The Western Canadian Labour Conference convened in Calgary from March 13 to 15, 1919, to discuss common plans of action for union locals in the four Western provinces. The 239 voting delegates from labour councils were in an angry mood. Unemployment was deepening across Canada. The Canadian state, after assuming control over the economy in wartime, made no effort to plan the postwar economy. Munitions plants were abandoned rather than converted to peacetime use. Spooked by wartime debts, the federal government rejected spending to build infrastructure that could provide peacetime jobs. As the soldiers retuned and competed with non-combatants for a shrinking number of employments, the joblessness rate skyrocketed. Meanwhile, those in work, now dealing with employers who could easily replace them, failed to win wage increases to match inflation. A majority of workers had lived in poverty in the best of times while the corporate elite lived in opulence. Now conditions seemed worse than ever. So revolution was in the air.
The Calgary conference delegates wanted to change both the political and economic systems. They resolved that “the system of industrial soviet control by selection of representatives from industries is more efficient and of greater political value than the present system of government by selection from districts.” Indeed they expressed their “full acceptance of the principle of ‘Proletarian Dictatorship’ as being absolute and efficient for the transformation of capitalist private property to communal wealth.”
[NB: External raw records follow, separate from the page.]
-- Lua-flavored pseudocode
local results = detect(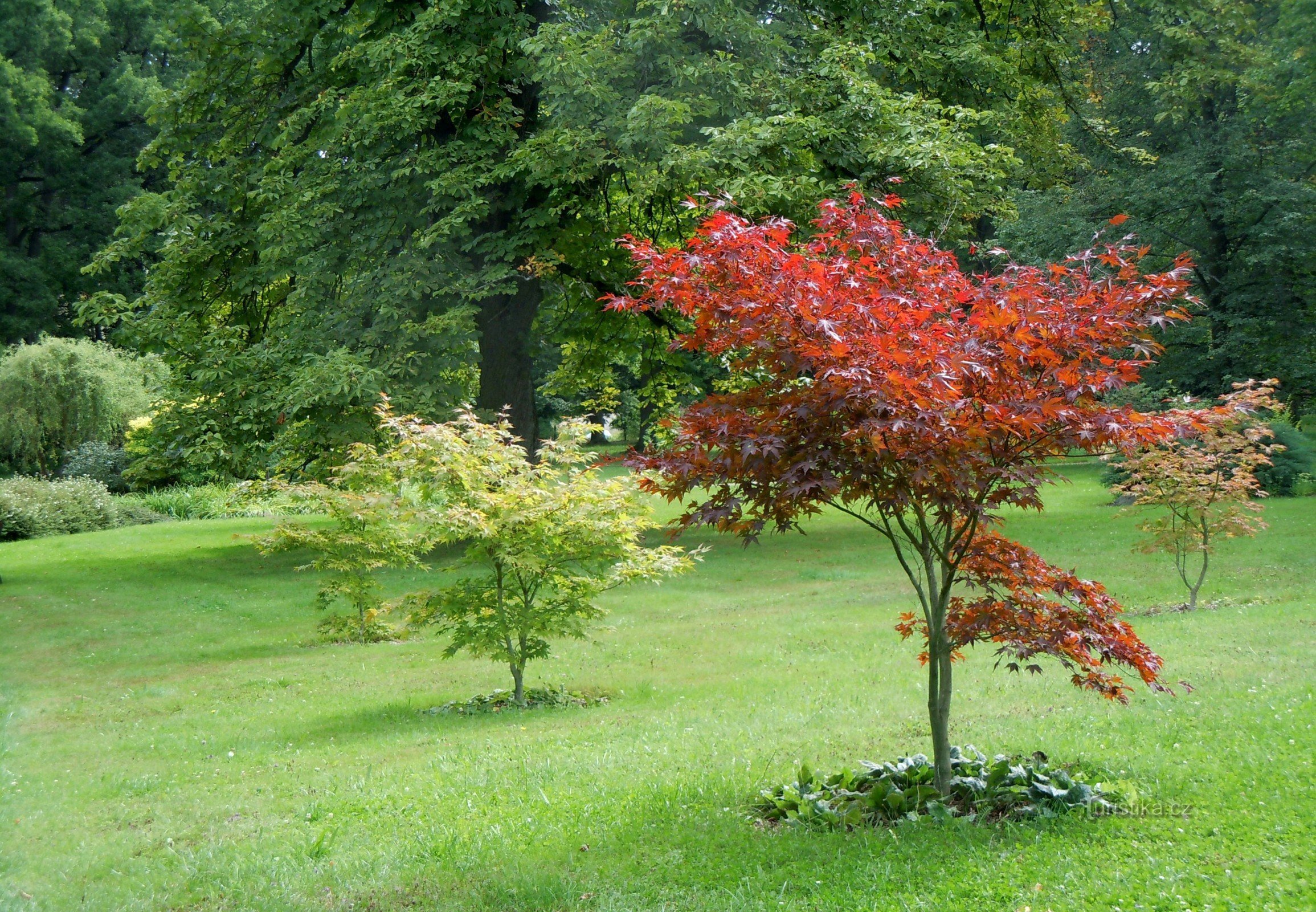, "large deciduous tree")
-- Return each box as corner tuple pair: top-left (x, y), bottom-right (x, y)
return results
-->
(83, 0), (1090, 475)
(999, 0), (1316, 414)
(0, 0), (194, 344)
(611, 193), (1191, 791)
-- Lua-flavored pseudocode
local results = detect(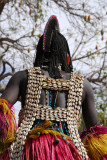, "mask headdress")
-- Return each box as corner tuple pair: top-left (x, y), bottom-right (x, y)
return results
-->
(34, 16), (72, 78)
(43, 16), (60, 52)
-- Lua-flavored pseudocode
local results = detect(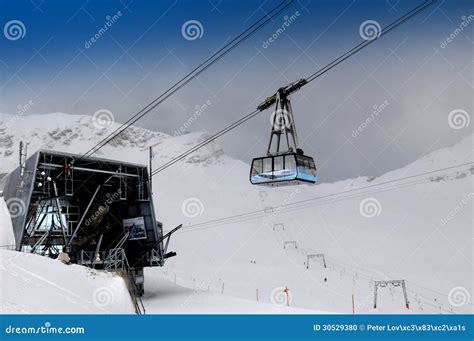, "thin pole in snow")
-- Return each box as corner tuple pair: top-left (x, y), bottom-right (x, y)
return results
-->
(352, 294), (355, 315)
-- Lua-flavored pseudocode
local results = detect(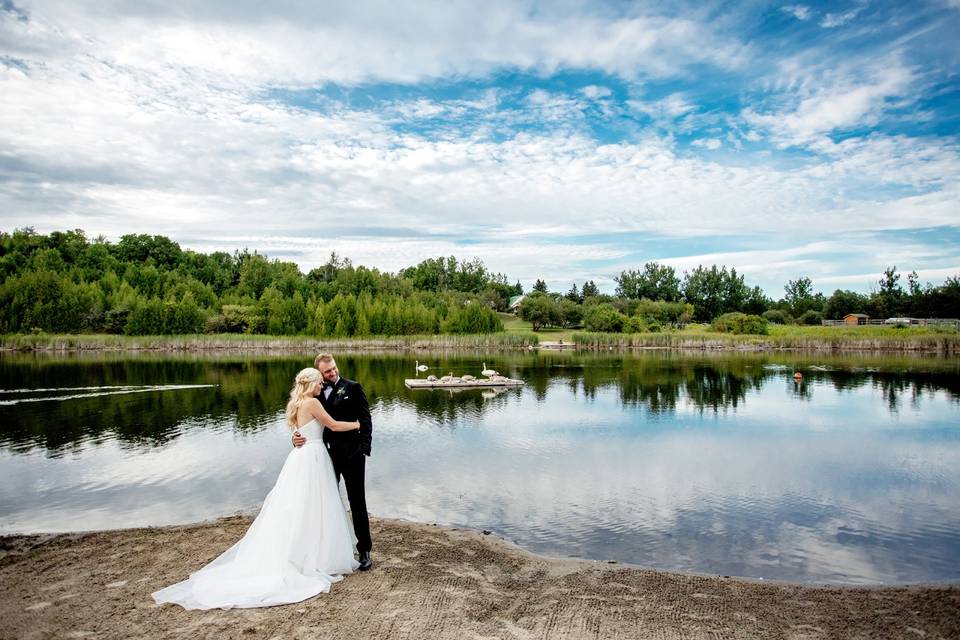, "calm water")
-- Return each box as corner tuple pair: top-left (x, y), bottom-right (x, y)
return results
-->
(0, 353), (960, 583)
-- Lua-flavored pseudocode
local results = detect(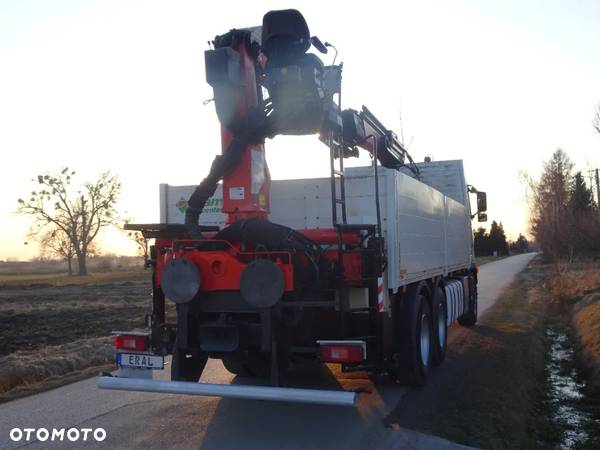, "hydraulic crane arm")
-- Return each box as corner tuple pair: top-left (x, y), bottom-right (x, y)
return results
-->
(342, 106), (412, 169)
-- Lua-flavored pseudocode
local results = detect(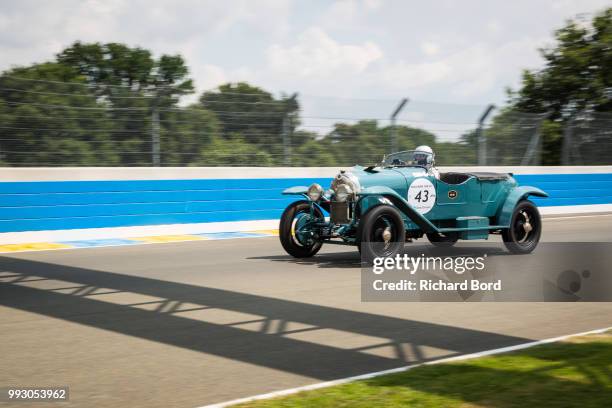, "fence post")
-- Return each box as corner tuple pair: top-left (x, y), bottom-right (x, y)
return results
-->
(281, 93), (297, 166)
(151, 107), (161, 167)
(389, 98), (409, 153)
(521, 113), (548, 166)
(476, 104), (495, 166)
(561, 116), (574, 166)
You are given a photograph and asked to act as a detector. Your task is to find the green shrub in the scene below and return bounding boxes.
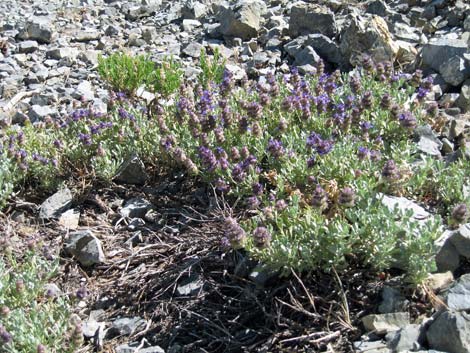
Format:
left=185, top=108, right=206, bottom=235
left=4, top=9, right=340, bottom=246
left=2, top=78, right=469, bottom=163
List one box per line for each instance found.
left=98, top=53, right=155, bottom=96
left=198, top=48, right=226, bottom=88
left=0, top=251, right=78, bottom=353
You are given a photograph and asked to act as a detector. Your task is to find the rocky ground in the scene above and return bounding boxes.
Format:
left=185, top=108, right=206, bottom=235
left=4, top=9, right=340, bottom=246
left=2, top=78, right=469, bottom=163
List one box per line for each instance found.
left=0, top=0, right=470, bottom=353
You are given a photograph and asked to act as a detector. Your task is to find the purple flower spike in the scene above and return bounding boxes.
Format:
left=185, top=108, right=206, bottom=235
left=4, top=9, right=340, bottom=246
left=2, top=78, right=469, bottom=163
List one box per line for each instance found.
left=224, top=217, right=246, bottom=248
left=253, top=227, right=271, bottom=249
left=267, top=139, right=285, bottom=158
left=382, top=159, right=400, bottom=182
left=357, top=146, right=370, bottom=161
left=251, top=183, right=264, bottom=196
left=199, top=146, right=218, bottom=172
left=311, top=185, right=328, bottom=210
left=398, top=112, right=417, bottom=130
left=246, top=196, right=261, bottom=210
left=315, top=140, right=333, bottom=156
left=450, top=203, right=469, bottom=224
left=338, top=187, right=356, bottom=207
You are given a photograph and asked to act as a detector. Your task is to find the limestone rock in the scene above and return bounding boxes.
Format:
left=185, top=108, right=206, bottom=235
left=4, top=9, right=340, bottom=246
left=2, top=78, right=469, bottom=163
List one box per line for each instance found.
left=65, top=230, right=105, bottom=267
left=39, top=188, right=73, bottom=219
left=426, top=311, right=470, bottom=353
left=340, top=16, right=399, bottom=65
left=361, top=312, right=410, bottom=335
left=289, top=1, right=337, bottom=38
left=421, top=37, right=468, bottom=71
left=218, top=0, right=266, bottom=40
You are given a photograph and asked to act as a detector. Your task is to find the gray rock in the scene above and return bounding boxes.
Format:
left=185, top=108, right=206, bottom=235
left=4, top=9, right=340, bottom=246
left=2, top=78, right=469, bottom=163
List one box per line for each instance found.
left=44, top=283, right=62, bottom=298
left=39, top=188, right=73, bottom=219
left=463, top=14, right=470, bottom=32
left=455, top=79, right=470, bottom=113
left=416, top=136, right=442, bottom=157
left=283, top=36, right=306, bottom=58
left=181, top=0, right=209, bottom=19
left=64, top=230, right=105, bottom=267
left=46, top=47, right=78, bottom=61
left=421, top=37, right=468, bottom=71
left=294, top=46, right=322, bottom=67
left=115, top=343, right=165, bottom=353
left=72, top=28, right=101, bottom=42
left=28, top=104, right=56, bottom=122
left=182, top=20, right=202, bottom=33
left=72, top=81, right=95, bottom=102
left=366, top=0, right=390, bottom=17
left=361, top=312, right=410, bottom=335
left=439, top=55, right=470, bottom=86
left=353, top=341, right=392, bottom=353
left=123, top=0, right=162, bottom=21
left=386, top=324, right=426, bottom=352
left=289, top=1, right=337, bottom=38
left=378, top=194, right=431, bottom=221
left=106, top=317, right=147, bottom=337
left=434, top=231, right=460, bottom=272
left=218, top=0, right=266, bottom=40
left=378, top=286, right=407, bottom=314
left=446, top=273, right=470, bottom=311
left=426, top=271, right=454, bottom=293
left=114, top=154, right=148, bottom=185
left=58, top=209, right=80, bottom=229
left=441, top=137, right=454, bottom=154
left=127, top=218, right=145, bottom=231
left=305, top=34, right=344, bottom=65
left=176, top=276, right=204, bottom=296
left=340, top=16, right=398, bottom=65
left=18, top=40, right=39, bottom=54
left=183, top=42, right=204, bottom=58
left=18, top=16, right=55, bottom=43
left=449, top=118, right=469, bottom=140
left=82, top=319, right=104, bottom=338
left=393, top=22, right=420, bottom=43
left=426, top=311, right=470, bottom=353
left=248, top=265, right=278, bottom=287
left=450, top=223, right=470, bottom=259
left=120, top=197, right=153, bottom=218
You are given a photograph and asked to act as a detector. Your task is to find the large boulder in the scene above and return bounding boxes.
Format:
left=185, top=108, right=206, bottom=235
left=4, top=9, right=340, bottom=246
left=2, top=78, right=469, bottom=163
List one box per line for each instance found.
left=340, top=15, right=399, bottom=66
left=218, top=0, right=267, bottom=40
left=289, top=1, right=337, bottom=38
left=421, top=37, right=468, bottom=71
left=426, top=311, right=470, bottom=353
left=18, top=16, right=55, bottom=44
left=439, top=55, right=470, bottom=86
left=455, top=79, right=470, bottom=112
To strengthen the working class in its battle with capital the conference supported replacement of the “utter futility” of craft organization with “the immediate organization of the workers along industrial lines, so that by virtue of their industrial strength, the workers may be better prepared to enforce any demand they consider essential to their maintenance and wellbeing.”
The most radical proposal of the Western Labour Conference was to go beyond industrial organization and create “One Big Union.” Replacing separate unions with one organization, however that might be subdivided in practice, would create organizational solidarity of the working class and make sympathy strikes the norm for all strikes until capitalism had been overthrown. The IWW, founded in Chicago in 1905, pioneered the idea in their efforts to create an inclusive and revolutionary unionism. It had been picked up in wartime by the Socialist Party, who previously had focused more on education and voting than on workplace strategies in their advocacy of a socialist alternative to capitalism.